Overview
A widely-cited case report describes how combining Panoramic Power wireless current-sensor data with Tableau business-intelligence dashboards delivered more than $300,000 in measurable annual savings for several major brands. The story is a useful example of how granular IoT energy data, surfaced through a familiar analytics tool, can outperform traditional energy-management software.
The setup
Panoramic Power sensors are self-powered, snap-on current transformers that report circuit-level electricity data wirelessly at one-minute intervals. The deployments described in the report covered hundreds of circuits across retail, hospitality, and light-industrial facilities — typically targeting HVAC equipment, refrigeration, lighting panels, and key process loads.
Rather than relying on the vendor's native dashboards alone, the teams piped the sensor data into Tableau, where analysts and operators built custom views aligned to how each business actually made decisions: by store, by region, by equipment class, by shift.
What the data revealed
With high-resolution circuit data flowing into Tableau, the teams quickly identified patterns invisible at the utility-bill level:
- After-hours loads running on schedules that hadn't been updated in years
- Refrigeration compressors short-cycling due to failing controls, driving both energy waste and equipment wear
- HVAC simultaneous heating and cooling in shoulder seasons
- Lighting circuits energized 24/7 in spaces with motion-sensor occupancy
- Anomalous baseline draws that flagged failing equipment weeks before it broke
Each anomaly was a small line item, but at portfolio scale they aggregated quickly. The combined savings across the documented sites exceeded $300,000 per year — a figure that paid back the entire sensor and BI deployment in well under twelve months.

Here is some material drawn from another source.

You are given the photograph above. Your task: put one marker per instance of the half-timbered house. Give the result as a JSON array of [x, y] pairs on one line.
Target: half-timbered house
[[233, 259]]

Why the combination worked
The case study's lesson isn't really about Panoramic Power or Tableau specifically. It's about the pairing:
- Granular, always-on metering at the equipment level provides the raw data needed to detect small, recurring waste.
- A flexible BI layer lets non-engineers slice that data the way their business runs, rather than the way the energy software was designed.
Traditional energy-management platforms often force users into pre-built dashboards. Pushing the same data into Tableau (or Power BI, Looker, or similar) lets operations, finance, and sustainability teams ask their own questions — and act on the answers without filing IT tickets.
Takeaway
For multi-site operators, the combination of low-cost wireless submetering and a general-purpose analytics layer is a proven, repeatable model. The technology stack is mature, the install footprint is minimal, and — as this case report shows — the savings are measurable in real dollars.